Tornando ai detti, è forse questo breve apoftegma, in cui si riporta un’affermazione singolare dell’abate (poi proclamato santo) Poemen, a chiarire ciò che più premeva ai padri o, meglio in cosa consisteva davvero il loro anacoretismo:
Non c’è più deserto, ormai.[13] Va’ dunque in un luogo popoloso, nel mezzo della folla, restaci e conduci te stesso come un uomo che non esiste. Avrai così il sovrano riposo.[14]
Ciò che va sottolineato, qui, è giusto il modo di porsi ‒ nei confronti dell’esistenza, degli altri e delle cose ‒ ad essere significativo. Suprema quiete/beatitudine si ottiene infatti, per il mistico Poemen, non tanto in questo o quel luogo, bensì comportandosi senza dare alcuna importanza alla propria vita, disdegnando con santa impassibilità l’io e le sue istanze e purificandolo col silenzio.
Termino, da ultimo, facendo mia una considerazione di Bernard Mc Ginn intorno a questa fase d’avvio del monachesimo in senso stretto, fondamentale per lo sviluppo successivo del misticismo cristiano.

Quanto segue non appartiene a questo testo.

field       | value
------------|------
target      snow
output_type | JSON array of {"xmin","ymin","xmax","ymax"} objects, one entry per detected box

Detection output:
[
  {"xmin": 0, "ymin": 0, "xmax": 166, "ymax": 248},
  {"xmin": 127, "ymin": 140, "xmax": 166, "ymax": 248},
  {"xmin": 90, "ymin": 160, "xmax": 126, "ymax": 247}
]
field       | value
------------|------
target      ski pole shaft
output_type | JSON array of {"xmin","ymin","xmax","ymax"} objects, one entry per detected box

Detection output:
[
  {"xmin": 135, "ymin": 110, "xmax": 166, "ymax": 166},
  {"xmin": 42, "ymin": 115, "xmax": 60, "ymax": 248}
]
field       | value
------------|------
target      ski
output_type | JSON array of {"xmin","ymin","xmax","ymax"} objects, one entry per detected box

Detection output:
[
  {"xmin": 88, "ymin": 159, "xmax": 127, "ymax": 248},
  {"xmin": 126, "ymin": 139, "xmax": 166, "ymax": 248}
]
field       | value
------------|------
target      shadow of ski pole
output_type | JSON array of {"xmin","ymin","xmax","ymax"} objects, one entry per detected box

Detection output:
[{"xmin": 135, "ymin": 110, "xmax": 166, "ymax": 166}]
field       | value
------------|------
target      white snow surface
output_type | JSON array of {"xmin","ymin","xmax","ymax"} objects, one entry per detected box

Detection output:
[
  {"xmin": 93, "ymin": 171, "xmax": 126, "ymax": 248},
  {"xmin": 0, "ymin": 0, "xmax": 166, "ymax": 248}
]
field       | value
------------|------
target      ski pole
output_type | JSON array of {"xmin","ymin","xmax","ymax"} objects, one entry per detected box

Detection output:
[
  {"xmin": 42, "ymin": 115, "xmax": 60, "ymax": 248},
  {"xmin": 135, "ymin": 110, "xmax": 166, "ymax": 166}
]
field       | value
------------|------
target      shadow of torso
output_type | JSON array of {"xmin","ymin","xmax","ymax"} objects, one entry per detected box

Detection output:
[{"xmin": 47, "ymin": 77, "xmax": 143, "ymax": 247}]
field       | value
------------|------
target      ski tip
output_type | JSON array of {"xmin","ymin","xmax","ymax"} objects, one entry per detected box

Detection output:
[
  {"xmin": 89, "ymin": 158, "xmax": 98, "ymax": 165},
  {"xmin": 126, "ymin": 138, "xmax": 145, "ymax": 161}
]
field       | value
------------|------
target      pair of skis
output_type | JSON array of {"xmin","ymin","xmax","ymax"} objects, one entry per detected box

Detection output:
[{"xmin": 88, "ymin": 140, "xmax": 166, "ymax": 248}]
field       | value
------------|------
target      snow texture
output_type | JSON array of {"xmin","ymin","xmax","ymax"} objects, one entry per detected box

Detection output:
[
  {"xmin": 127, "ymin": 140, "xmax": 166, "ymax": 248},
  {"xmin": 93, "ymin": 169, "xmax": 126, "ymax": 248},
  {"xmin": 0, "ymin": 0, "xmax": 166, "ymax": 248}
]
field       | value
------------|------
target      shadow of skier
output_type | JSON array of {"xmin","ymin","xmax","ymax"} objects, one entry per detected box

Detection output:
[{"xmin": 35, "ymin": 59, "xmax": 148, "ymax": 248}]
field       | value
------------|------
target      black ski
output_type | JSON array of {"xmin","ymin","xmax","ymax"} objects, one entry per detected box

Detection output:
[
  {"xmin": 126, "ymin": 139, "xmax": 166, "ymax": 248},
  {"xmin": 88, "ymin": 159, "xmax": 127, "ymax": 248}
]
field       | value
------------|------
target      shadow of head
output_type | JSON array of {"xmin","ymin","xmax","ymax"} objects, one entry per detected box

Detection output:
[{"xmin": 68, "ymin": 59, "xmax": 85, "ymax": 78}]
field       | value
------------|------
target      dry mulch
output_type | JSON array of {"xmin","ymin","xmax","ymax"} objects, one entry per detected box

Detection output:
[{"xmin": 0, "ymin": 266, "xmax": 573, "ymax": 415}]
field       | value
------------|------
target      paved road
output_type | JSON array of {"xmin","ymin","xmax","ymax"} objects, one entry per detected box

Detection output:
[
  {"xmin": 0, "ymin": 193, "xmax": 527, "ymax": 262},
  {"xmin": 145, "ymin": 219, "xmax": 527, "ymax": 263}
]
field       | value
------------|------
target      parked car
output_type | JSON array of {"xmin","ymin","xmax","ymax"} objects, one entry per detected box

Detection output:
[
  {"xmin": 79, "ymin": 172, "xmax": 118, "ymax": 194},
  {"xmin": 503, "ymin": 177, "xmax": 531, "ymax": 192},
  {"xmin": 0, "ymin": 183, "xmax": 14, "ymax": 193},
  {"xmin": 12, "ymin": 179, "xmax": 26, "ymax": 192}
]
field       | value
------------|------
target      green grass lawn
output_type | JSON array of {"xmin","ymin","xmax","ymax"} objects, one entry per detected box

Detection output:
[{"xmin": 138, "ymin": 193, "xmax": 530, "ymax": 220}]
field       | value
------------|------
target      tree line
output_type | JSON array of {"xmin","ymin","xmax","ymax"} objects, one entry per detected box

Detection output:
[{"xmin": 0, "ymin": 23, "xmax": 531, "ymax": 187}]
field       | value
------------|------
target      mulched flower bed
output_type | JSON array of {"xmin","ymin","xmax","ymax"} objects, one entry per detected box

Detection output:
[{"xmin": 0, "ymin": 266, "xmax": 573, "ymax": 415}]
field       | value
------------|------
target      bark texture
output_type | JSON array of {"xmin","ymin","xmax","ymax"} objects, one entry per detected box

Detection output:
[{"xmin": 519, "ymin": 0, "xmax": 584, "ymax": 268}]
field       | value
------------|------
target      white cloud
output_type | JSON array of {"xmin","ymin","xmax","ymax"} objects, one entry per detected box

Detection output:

Il fattore più determinante per il retroterra greco della mistica occidentale non fu rappresentato dai conflitti del secondo secolo, e neppure dalla impressionante teologia della mistica di Origene nel terzo, bensì dalla nascita e dal trionfo del monachesimo nel quarto secolo. (…) Fu grazie all’istituzione monastica che le teorie mistiche di Origene si diffusero nei secoli successivi, come pure quelle di Agostino e degli altri mistici latini dell’antichità. Questi sistemi spirituali, fossero stati creati o meno per un contesto specificamente monastico, ben presto divennero monastici.[15]
[1] Il periodo di massima vastità/vivacità del fenomeno si situa nel IV e nel V secolo. Nel VI esso iniziò una lenta ma inarrestabile decadenza, culminata nel VII, a causa dell’invasione musulmana dell’Egitto.
[2] G. Morotti, Per una nuova spiritualità. Una spiritualità comunionale, interreligiosa e cosmica, Edizioni La Parola, Roma 2019, p.87.
[3] Ascesi deriva dal greco antico askesis, che significava esercizio, allenamento, in ispecie atletico.
[4] È una formula che, con qualche variazione, ripete quanto implorato dal cieco Bartimeo: «Figlio di Davide, Gesù, abbi pietà di me!» (Mc 10,47) e dal pubblicano: «O Dio, abbi pietà di me, peccatore» (Lc 18,13).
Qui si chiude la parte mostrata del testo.